Solved SAMBA IN JAIL

Hello everyone,
First off all I'm a newbie in FreeBSD and jail.

I'm trying to implement a jail server in the company that I work, but I'm facing with a problem and I didn't find the solution on the internet.

I installed a fresh FreeBSD server with Samba 4.3 and FreeBSD 10.1 to test and works fine, but when I configure another fresh server, but now with samba in jail, I can't connect my windows machine to the domain controller.

Everything is normal to me and the configuration is the same.

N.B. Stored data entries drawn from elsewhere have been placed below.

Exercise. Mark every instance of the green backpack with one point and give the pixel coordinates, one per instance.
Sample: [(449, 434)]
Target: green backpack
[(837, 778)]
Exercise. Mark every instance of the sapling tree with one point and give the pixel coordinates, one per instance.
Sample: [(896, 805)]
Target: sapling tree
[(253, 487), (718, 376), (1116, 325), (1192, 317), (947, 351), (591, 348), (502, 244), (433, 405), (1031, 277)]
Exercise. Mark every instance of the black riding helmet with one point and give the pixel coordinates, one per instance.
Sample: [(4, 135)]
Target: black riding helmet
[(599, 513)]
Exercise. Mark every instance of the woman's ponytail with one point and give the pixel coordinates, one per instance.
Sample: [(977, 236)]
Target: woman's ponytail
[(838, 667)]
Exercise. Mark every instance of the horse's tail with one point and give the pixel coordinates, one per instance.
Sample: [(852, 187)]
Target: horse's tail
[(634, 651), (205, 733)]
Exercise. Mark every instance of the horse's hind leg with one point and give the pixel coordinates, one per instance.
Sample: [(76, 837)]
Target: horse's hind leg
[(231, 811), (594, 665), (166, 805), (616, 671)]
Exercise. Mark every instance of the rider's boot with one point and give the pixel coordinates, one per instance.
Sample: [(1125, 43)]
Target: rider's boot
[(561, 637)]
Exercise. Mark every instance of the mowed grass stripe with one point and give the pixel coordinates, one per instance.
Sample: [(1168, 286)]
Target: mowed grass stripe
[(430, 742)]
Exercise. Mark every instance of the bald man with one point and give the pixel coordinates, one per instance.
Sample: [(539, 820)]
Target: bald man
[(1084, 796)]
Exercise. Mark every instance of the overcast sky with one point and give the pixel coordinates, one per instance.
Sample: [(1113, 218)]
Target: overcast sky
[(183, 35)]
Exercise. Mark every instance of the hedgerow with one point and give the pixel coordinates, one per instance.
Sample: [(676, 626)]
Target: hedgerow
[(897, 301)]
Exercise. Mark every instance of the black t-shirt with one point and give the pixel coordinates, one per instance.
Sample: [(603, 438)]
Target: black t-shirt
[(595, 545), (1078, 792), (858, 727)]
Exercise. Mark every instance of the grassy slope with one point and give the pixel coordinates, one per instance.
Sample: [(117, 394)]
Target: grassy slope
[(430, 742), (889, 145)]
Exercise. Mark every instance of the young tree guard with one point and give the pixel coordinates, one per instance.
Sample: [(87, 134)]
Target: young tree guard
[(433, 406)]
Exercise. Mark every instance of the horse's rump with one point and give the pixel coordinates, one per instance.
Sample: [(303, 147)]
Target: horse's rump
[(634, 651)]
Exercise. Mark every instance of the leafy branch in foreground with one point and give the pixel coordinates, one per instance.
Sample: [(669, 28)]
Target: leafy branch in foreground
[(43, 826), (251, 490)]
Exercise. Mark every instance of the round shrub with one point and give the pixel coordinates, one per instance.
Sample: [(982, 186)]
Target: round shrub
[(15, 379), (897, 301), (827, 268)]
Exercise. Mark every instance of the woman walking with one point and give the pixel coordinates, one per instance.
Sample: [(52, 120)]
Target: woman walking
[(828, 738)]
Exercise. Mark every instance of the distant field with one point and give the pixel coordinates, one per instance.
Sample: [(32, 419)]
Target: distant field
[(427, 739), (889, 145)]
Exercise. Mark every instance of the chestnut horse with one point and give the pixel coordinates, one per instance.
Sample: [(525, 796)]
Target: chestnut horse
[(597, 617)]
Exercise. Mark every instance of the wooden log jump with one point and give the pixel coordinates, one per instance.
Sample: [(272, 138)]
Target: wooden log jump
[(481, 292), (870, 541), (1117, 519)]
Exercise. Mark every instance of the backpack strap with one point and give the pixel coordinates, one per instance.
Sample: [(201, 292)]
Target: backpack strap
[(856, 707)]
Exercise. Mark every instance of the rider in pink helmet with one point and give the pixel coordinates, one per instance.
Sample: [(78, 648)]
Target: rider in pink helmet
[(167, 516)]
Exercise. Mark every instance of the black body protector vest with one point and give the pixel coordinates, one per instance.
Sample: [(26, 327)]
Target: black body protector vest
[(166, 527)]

Have something different in jail configuration to make samba works properly?
 
As far as I know Samba is going to have problems with broadcasts. All I can suggest is not using a jail for this. I very much doubt using a jail will increase the security in this case.

NB. There's no need to create new posts if you think you posted in the wrong section. We can move posts/threads and will do so if you did post in the wrong section.
 
If you are doing AD, then you don't need broadcasts. I have a small AD setup on one host with the "root" DC (from which replication is sourced and no outside host has access), a "subnet" DC (which replicates from the "root"), a member server (file server) and an ldap proxy (haproxy, for HA/LB) all running in separate jails:
Code:
# jls
  JID  IP Address  Hostname  Path
  1000  10.1.200.99  dc-root.ad.nyingma.org  /usr/local/Jail-AD/dc-root
  1001  10.1.200.98  dc-lodge.ad.nyingma.org  /usr/local/Jail-AD/dc-lodge
  1002  10.1.200.101  fs-lodge.ad.nyingma.org  /usr/local/Jail-AD/fs-lodge
  1003  10.1.1.3  ldap-proxy.in.nyingma.org  /usr/local/Jail-AD/ldap-proxy
You need to ensure you specify interfaces to bind to the jails's IP and not a broadcast, plus disable netbios:
Code:
# jexec 1000 samba --version
Version 4.2.4
# jexec 1000 cat /usr/local/etc/smb4.conf
# Global parameters
[global]
   workgroup = NYINGMA
   realm = AD.NYINGMA.ORG
   netbios name = DC-ROOT
   interfaces = 10.1.200.99
   bind interfaces only = Yes
   server role = active directory domain controller
   disable netbios = Yes
   dns forwarder = 10.1.200.1
   nsupdate command = /usr/local/bin/samba-nsupdate -g
   tls enabled = Yes
   tls keyfile = tls/Server-AD-dc-root-key.pem
   tls certfile = tls/Server-AD-dc-root.crt
   tls cafile = tls/CANI-RootCSA.crt
   idmap_ldb:use rfc2307 = yes

   log level = 1

[netlogon]
   path = /var/db/samba4/sysvol/ad.nyingma.org/scripts
   read only = No

[sysvol]
   path = /var/db/samba4/sysvol
   read only = No
My very limited understanding with AD is that the DC can/should provide the directory, and DNS is used instead of the reliance on broadcasts, enabling you break out of local subnet only visibility.

I have joined one Win7 machine to this domain to administer it with ADUC, my FreeBSD workstation and FreeBSD server, utilizing rfc2307 to ensure consistent uid/gid across all systems. None of these clients are on the same subnet as the AD jailed hosts. On the Win7 machine I could access the member server simply by entering fs-lodge as the DNS domain is the same for them all.

In this case, it's not for security, but that it is not recommended to run a DC and a member server on the same host, per the wiki:
Whilst the Domain Controller seems capable of running as a full file server, it is suggested that organisations run a distinct file server to allow upgrades of each without disrupting the other. It is also suggested that medium-sized sites should run more than one DC. It also makes sense to have the DC's distinct from any file servers that may use the Domain Controllers. Additionally using distinct file servers avoids the idiosyncrasies in the winbindd configuration on to the Active Directory Domain Controller. The Samba team do not recommend using the Domain Controller as a file server, the recommendation is to run a separate Domain Member with file shares.
I didn't want to have to use two pieces of hardware to run this lot on.